Quand on m'annonce la venue d'Itzahk Pearlman, c'est tout juste si je ne dois pas prendre un Valium pour calmer mon excitation. Grande salle de la Philharmonie de Paris. | Jean-Pierre Dalbéra via Flickr
Quand on m'annonce la venue d'Itzahk Pearlman, c'est tout juste si je ne dois pas prendre un Valium pour calmer mon excitation. Grande salle de la Philharmonie de Paris. | Jean-Pierre Dalbéra via Flickr

Si jamais je doutais de ne plus être de la première jeunesse, un simple coup d'œil à mes listes musicales suffirait pour m'en convaincre. Là où jadis les Smiths cohabitaient avec Joy Division, désormais c'est Brahms qui tient compagnie à Mahler. Lloyd Cole et Bob Dylan sont allés se rhabiller, Leonard Cohen n'en finit pas de chanter pour les morts et tous les autres groupes de ma jeunesse anglaise ou écossaise –Belle and Sebastian, Echo and the Bunnymen, The Waterboys, etc.– ne m'ont plus donné de leurs nouvelles depuis des lustres.

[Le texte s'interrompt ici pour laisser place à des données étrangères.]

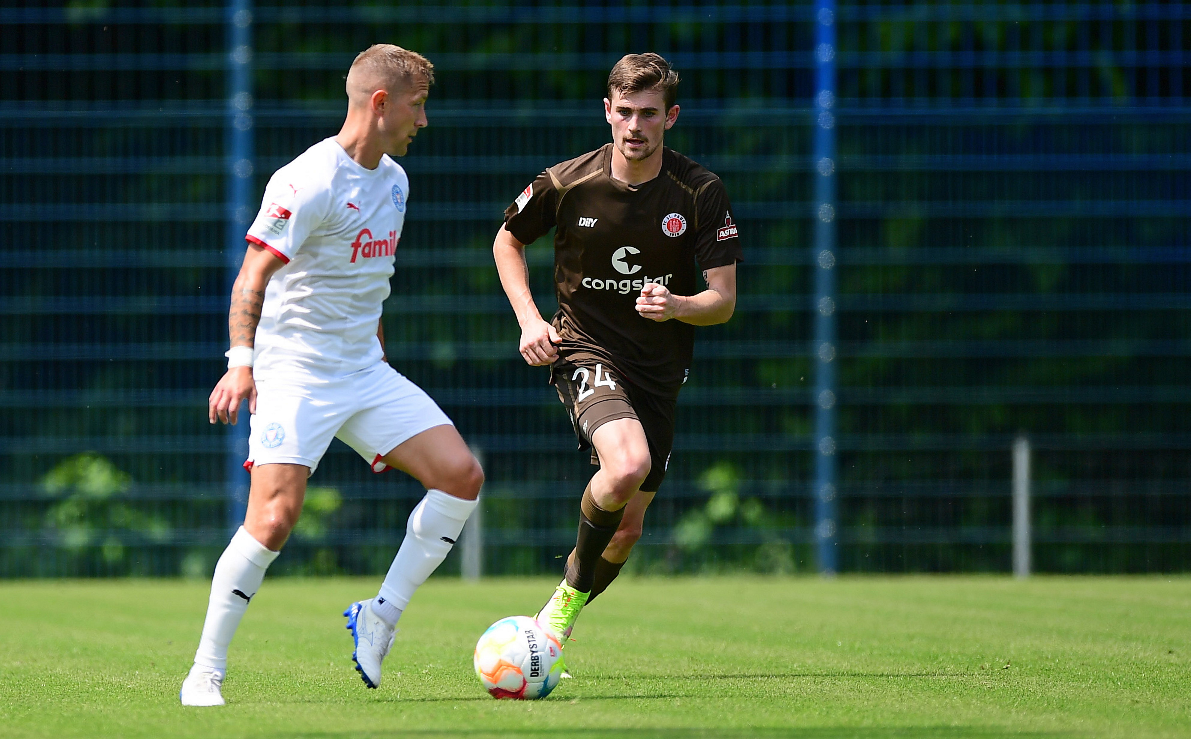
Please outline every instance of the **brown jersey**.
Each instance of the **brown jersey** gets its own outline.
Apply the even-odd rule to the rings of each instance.
[[[694,327],[641,316],[637,296],[646,282],[693,296],[698,269],[742,259],[719,178],[663,149],[657,176],[630,187],[612,179],[612,144],[605,144],[537,175],[505,210],[505,226],[524,244],[556,229],[553,323],[563,354],[594,355],[648,392],[678,396]]]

L'autre jour, Morrissey est passé en ville, c'est tout juste si j'ai cherché à me procurer des places. De toutes les façons, le lendemain j'étais convoqué pour assister à la Neuvième de Beethoven, tu penses comme papy allait se coucher tard. Non, cette fois, c'est bien la fin, je suis entré dans cet âge de glace où mes passions d'hier m'apparaissent comme désuètes, et même parfois –comble du snobisme– vaguement honteuses.

Tout juste si au nom de Salzbourg ou de Bayreuth, je ne commence pas à avoir des érections. Pitoyable. J'assiste à des concerts où je suis parfois le plus jeune, parmi quelques vétérans dégarnis dont bientôt je viendrai garnir les rangs. J'applaudis sans siffler, j'intime le silence si derrière moi des insolent·es se mettent à chuchoter et j'appréhende déjà le jour où le concert une fois fini –La Symphonie du Nouveau Monde j'irai au vestiaire récupérer mon manteau.

Plus de «Love Will Tear Us Apart», plus de «Please, Please, Please, Let Me Get What I Want», plus de «Boys Don't Cry», juste des symphonies héroïques, des concertos pour l'Empereur, des sonates au clair de lune. Miséricorde, suis-je donc devenu si vieux pour en arriver à un tel classicisme? Parfois je me dégoûte. Je ne me reconnais plus. Je m'interroge: «Mais qui est donc cet ahuri enfermé dans son bureau qui écoute à fond les manettes les trémolos d'une soprano dans La Symphonie n° 4 de Mahler?». Un usurpateur! Un imposteur! Une momie!

À ce rythme-là que serai-je dans dix ans? Un fervent admirateur de chants grégoriens? Un toqué de mélodies baroques? Un amoureux de musique sérielle? Horreur des horreurs! Plût au ciel que jamais je n'arrive à de pareilles extrémités, ce serait la fin de tout. Et pourquoi pas une croisière sur le Nil pour mélomanes avertis avec, tous les soirs, une rétrospective Schumann jouée par la Philarmonique de Vienne?! En costume blanc, avec foulard autour du cou et jumelles dans les mains pour mieux apprécier le jeu de la flûtiste du troisième rang?!!!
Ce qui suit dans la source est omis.